I found no statistically significant race effect. The effect I measured is, in fact, negative, but it's less than two points and has a t-score of -.47. This means either that blacks aren't systematically punished in statewide elections (yay!) or that I haven't gathered enough data (boo!). But I'm not sure how valuable additional data-gathering would be -- there just aren't that many African American statewide candidates going back into the 1990s, and even if an effect did turn up then, one could argue that it no longer exists.

The story is a bit more interesting if we just focus on the black Democratic candidates. I used my control variables (the Democratic presidential vote in each state, incumbency, the percent of the state's population that's African American, region, and year and contest dummies) to generate an "expected" Democratic vote in each contest. In each of the four contests, the African American Democrat ran behind the expected vote, although not by much:
  • Deval Patrick (Gov cand., MA, 2006): Expected vote: 57.2; Actual: 56
  • Harold Ford (Sen cand., TN, 2006): Expected vote: 50.4; Actual: 48
  • Carl McCall (Gov cand., NY, 2002): Expected vote: 37.5; Actual: 33
  • Ron Kirk (Sen can., TX, 2002): Expected vote: 44.3; Actual: 43
In only one of these cases (Ford) did the African American candidate lose where he "should" have won.

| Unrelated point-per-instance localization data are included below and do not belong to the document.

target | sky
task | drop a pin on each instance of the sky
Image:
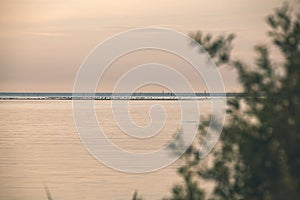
(44, 42)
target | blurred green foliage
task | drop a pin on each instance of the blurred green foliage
(258, 156)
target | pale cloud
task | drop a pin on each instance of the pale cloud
(46, 36)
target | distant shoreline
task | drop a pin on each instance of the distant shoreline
(115, 96)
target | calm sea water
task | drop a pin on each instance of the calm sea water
(39, 145)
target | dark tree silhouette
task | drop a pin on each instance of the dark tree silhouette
(258, 156)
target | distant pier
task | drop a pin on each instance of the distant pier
(115, 96)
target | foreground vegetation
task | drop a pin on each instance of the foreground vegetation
(259, 153)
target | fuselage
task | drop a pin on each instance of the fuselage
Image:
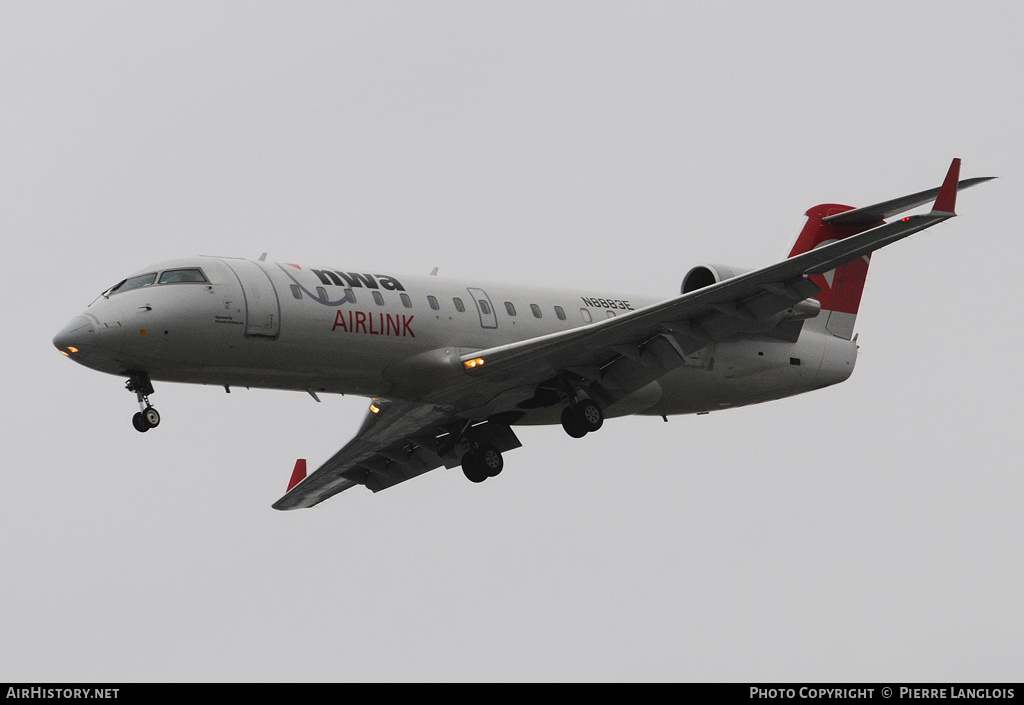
(256, 324)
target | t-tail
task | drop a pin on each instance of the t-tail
(843, 287)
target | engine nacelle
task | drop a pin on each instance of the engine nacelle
(768, 314)
(706, 275)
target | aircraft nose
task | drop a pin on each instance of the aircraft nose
(72, 336)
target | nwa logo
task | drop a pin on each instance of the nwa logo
(354, 280)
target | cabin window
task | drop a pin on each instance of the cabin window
(179, 276)
(135, 283)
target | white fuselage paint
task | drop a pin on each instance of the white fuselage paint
(284, 327)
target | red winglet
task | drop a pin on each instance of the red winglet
(298, 474)
(946, 200)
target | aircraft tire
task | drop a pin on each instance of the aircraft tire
(590, 415)
(472, 467)
(139, 422)
(491, 460)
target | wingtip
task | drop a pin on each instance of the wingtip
(945, 202)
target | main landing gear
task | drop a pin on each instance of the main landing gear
(481, 462)
(146, 417)
(582, 417)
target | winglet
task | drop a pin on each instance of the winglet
(298, 474)
(945, 202)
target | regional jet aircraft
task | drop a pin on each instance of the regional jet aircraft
(452, 367)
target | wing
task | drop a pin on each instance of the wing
(619, 356)
(396, 442)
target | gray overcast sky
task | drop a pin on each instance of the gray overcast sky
(867, 532)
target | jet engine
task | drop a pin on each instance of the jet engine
(706, 275)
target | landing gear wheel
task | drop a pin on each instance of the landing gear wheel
(472, 467)
(491, 460)
(139, 422)
(482, 462)
(572, 423)
(591, 416)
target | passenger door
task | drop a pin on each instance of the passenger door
(484, 307)
(262, 307)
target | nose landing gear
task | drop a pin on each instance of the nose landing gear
(146, 417)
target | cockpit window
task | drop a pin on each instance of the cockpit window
(134, 283)
(178, 276)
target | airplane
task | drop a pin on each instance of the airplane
(452, 367)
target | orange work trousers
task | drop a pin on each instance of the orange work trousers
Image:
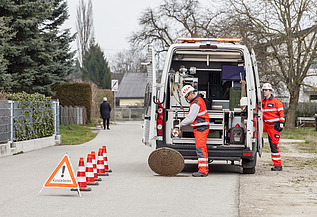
(274, 138)
(201, 134)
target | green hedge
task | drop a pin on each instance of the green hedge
(75, 94)
(33, 116)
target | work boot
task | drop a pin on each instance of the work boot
(276, 168)
(199, 174)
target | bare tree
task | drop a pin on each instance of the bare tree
(173, 19)
(85, 28)
(286, 34)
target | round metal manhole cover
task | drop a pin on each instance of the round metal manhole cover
(166, 162)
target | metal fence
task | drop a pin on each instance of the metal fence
(128, 114)
(73, 115)
(15, 116)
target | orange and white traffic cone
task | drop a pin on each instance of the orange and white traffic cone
(90, 178)
(100, 164)
(93, 157)
(81, 177)
(105, 158)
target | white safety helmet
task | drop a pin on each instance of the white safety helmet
(187, 89)
(267, 86)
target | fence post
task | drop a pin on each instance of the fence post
(54, 116)
(11, 123)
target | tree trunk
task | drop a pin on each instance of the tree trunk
(291, 113)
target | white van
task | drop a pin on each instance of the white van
(225, 74)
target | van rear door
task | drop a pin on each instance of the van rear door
(258, 99)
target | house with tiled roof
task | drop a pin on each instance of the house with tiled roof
(131, 90)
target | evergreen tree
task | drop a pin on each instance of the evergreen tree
(60, 62)
(5, 36)
(38, 54)
(95, 66)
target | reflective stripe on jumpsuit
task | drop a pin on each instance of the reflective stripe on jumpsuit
(201, 130)
(273, 113)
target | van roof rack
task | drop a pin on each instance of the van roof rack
(226, 40)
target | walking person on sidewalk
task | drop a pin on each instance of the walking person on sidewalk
(105, 110)
(273, 122)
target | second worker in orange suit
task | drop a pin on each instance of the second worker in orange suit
(273, 122)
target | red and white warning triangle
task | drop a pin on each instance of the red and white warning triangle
(63, 176)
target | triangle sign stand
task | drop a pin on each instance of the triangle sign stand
(63, 176)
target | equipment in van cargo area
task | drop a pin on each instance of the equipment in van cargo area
(224, 73)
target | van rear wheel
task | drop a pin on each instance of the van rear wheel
(249, 165)
(249, 170)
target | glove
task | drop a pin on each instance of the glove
(279, 126)
(176, 131)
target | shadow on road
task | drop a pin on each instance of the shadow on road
(213, 168)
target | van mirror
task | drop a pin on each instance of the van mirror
(244, 101)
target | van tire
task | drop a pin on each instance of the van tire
(249, 170)
(159, 144)
(249, 165)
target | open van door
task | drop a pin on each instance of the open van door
(149, 105)
(258, 99)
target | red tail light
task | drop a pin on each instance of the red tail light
(159, 124)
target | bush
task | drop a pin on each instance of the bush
(33, 116)
(75, 94)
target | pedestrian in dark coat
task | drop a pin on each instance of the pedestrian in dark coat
(105, 109)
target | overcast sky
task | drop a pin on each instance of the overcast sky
(114, 21)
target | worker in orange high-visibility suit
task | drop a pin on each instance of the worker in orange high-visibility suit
(273, 118)
(198, 118)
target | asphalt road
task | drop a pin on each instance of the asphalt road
(132, 189)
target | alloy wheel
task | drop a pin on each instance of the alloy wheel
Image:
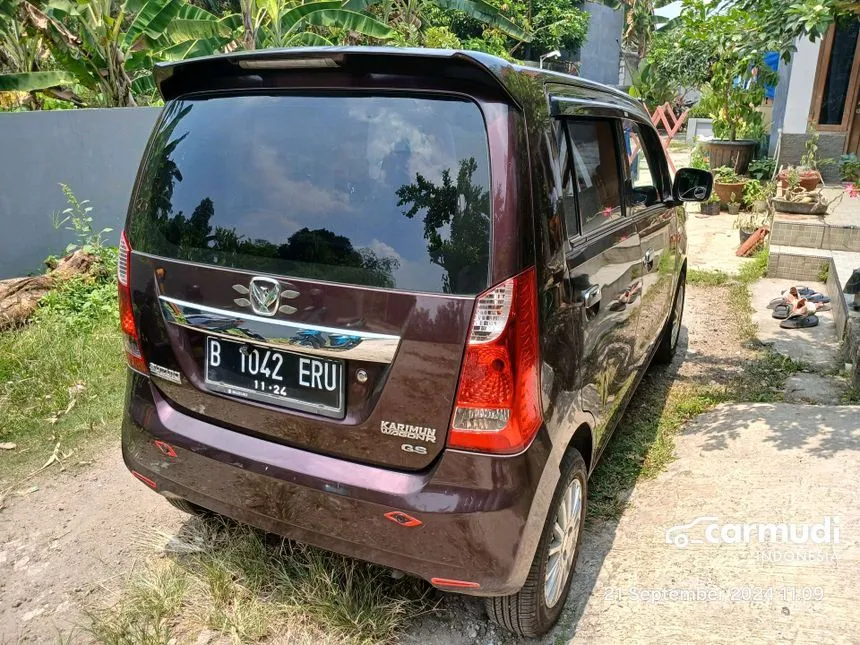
(562, 548)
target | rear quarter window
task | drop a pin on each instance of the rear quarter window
(386, 191)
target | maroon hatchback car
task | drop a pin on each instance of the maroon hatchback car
(392, 302)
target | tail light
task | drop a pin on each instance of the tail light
(133, 355)
(498, 398)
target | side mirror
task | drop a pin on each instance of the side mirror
(692, 185)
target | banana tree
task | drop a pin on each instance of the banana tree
(109, 47)
(408, 13)
(274, 23)
(640, 22)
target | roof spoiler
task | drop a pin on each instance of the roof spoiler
(259, 69)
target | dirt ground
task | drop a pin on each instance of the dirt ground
(66, 536)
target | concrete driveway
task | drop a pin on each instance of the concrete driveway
(742, 464)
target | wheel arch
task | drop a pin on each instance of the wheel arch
(583, 442)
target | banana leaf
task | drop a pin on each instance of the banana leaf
(488, 14)
(290, 18)
(351, 21)
(152, 20)
(31, 81)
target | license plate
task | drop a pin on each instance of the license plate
(268, 375)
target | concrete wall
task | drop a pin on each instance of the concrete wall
(601, 52)
(779, 101)
(830, 146)
(95, 152)
(799, 96)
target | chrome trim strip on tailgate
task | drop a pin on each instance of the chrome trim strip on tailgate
(297, 337)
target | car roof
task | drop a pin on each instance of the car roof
(177, 78)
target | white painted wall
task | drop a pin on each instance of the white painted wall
(800, 87)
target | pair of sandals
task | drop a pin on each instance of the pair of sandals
(797, 307)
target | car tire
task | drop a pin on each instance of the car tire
(187, 507)
(529, 612)
(672, 332)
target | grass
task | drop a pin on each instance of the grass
(61, 377)
(646, 445)
(251, 587)
(707, 278)
(662, 406)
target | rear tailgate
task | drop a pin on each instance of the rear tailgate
(368, 213)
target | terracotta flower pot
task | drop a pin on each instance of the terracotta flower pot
(724, 191)
(711, 208)
(734, 154)
(809, 179)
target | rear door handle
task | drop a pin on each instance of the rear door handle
(648, 258)
(591, 296)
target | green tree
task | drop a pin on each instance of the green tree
(781, 22)
(275, 23)
(410, 17)
(640, 22)
(109, 47)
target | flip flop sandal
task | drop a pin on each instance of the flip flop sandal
(781, 311)
(800, 291)
(799, 322)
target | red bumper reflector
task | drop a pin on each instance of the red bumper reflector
(403, 519)
(145, 480)
(166, 448)
(453, 584)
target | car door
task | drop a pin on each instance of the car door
(603, 265)
(646, 180)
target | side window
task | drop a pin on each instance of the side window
(595, 162)
(566, 182)
(641, 183)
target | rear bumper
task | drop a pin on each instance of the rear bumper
(481, 516)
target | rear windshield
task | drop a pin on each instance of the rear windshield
(387, 191)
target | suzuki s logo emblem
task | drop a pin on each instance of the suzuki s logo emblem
(264, 296)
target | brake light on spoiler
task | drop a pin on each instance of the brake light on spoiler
(498, 398)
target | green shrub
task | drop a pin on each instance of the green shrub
(762, 169)
(727, 175)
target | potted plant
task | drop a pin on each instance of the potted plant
(727, 184)
(748, 223)
(806, 174)
(762, 169)
(734, 205)
(732, 96)
(698, 158)
(797, 200)
(849, 169)
(711, 206)
(756, 194)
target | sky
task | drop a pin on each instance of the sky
(670, 10)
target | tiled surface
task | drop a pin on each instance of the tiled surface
(786, 232)
(843, 210)
(841, 268)
(796, 263)
(839, 229)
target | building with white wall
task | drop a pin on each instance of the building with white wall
(818, 89)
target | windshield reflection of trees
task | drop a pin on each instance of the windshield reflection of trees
(462, 212)
(456, 226)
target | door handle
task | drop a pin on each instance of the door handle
(591, 296)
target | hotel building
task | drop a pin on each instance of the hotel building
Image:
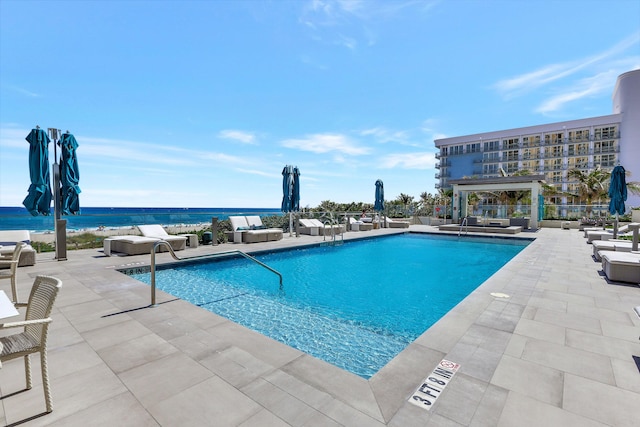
(553, 149)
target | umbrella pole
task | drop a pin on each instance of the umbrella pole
(60, 227)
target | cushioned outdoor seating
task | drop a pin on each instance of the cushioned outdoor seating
(315, 227)
(605, 234)
(130, 245)
(397, 224)
(249, 229)
(11, 273)
(610, 245)
(33, 339)
(310, 227)
(355, 225)
(177, 243)
(621, 266)
(8, 240)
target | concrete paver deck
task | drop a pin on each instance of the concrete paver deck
(559, 350)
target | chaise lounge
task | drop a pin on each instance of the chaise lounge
(610, 245)
(177, 243)
(621, 266)
(605, 234)
(355, 225)
(129, 245)
(249, 229)
(397, 224)
(8, 241)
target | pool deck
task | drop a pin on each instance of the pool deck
(559, 351)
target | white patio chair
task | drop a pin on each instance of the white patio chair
(36, 327)
(11, 272)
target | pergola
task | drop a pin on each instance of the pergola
(462, 187)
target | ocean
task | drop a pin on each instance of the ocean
(18, 218)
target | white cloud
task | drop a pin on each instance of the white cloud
(527, 82)
(592, 86)
(421, 160)
(326, 143)
(238, 135)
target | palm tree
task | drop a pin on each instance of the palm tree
(592, 186)
(405, 200)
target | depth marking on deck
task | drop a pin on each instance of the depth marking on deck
(425, 396)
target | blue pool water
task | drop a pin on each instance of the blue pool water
(356, 305)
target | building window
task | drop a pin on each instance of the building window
(579, 135)
(509, 144)
(490, 169)
(531, 141)
(511, 155)
(491, 146)
(607, 132)
(604, 146)
(473, 148)
(512, 167)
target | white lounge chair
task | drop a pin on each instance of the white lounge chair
(156, 231)
(310, 227)
(606, 234)
(621, 266)
(356, 225)
(397, 224)
(33, 339)
(249, 229)
(610, 245)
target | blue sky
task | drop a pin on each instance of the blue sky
(202, 103)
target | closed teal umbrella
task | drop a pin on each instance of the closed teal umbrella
(69, 175)
(38, 201)
(290, 192)
(379, 204)
(617, 191)
(617, 194)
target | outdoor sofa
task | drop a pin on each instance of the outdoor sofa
(621, 266)
(355, 225)
(600, 234)
(397, 224)
(610, 245)
(315, 227)
(177, 243)
(249, 229)
(8, 240)
(140, 245)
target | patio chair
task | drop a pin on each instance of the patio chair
(178, 243)
(10, 274)
(36, 328)
(606, 234)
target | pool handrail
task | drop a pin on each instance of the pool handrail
(206, 256)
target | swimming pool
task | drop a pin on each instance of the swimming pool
(355, 305)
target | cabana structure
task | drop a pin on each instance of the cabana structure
(462, 188)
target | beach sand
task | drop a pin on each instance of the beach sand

Incidentally, the story is much less consistent for the black Republican candidates. In two cases, they ran ahead of the expected vote, and in two they ran behind. None got within 10 points of winning, though.

So what does this mean? It might mean nothing. Then again, if we had more data, we might find that this modest vote penalty is real. Which would mean that McCain has a one-to-two-point advantage going into the November election just based on race. I imagine Obama is planning to win by more than that anyway, but it's something to consider.

2 comments:

lidzville said...

Do you know of the four campaigns whether Ford´s was the only one to have an explicitly racial componant? All things being equal there might be no race effect, but in Ford´s case, his opponant ran effective, arguably racist ads. See too: Ron Gant.

Seth Masket said...

I think you're right that the TN 2006 contest was the only one of the four with an explicitly racial component. And that, I think, is a reflection of the closeness of that contest. Using a racist campaign tactic is risky and can backfire -- it was probably only employed because it seemed like Corker was going to lose. In the other contests, why bring the bigotry if you don't have to?

Although the great Helms/Gantt matchup was only 18 years ago, it seems like an entirely different world. Gantt pulled 47 percent of the vote against an incumbent, which is pretty impressive for a Democrat considering that Dukakis only garnered 38% in that state two years earlier. I don't know what the expected vote for Gantt would be in 1990, but it couldn't have been a whole lot more than 47.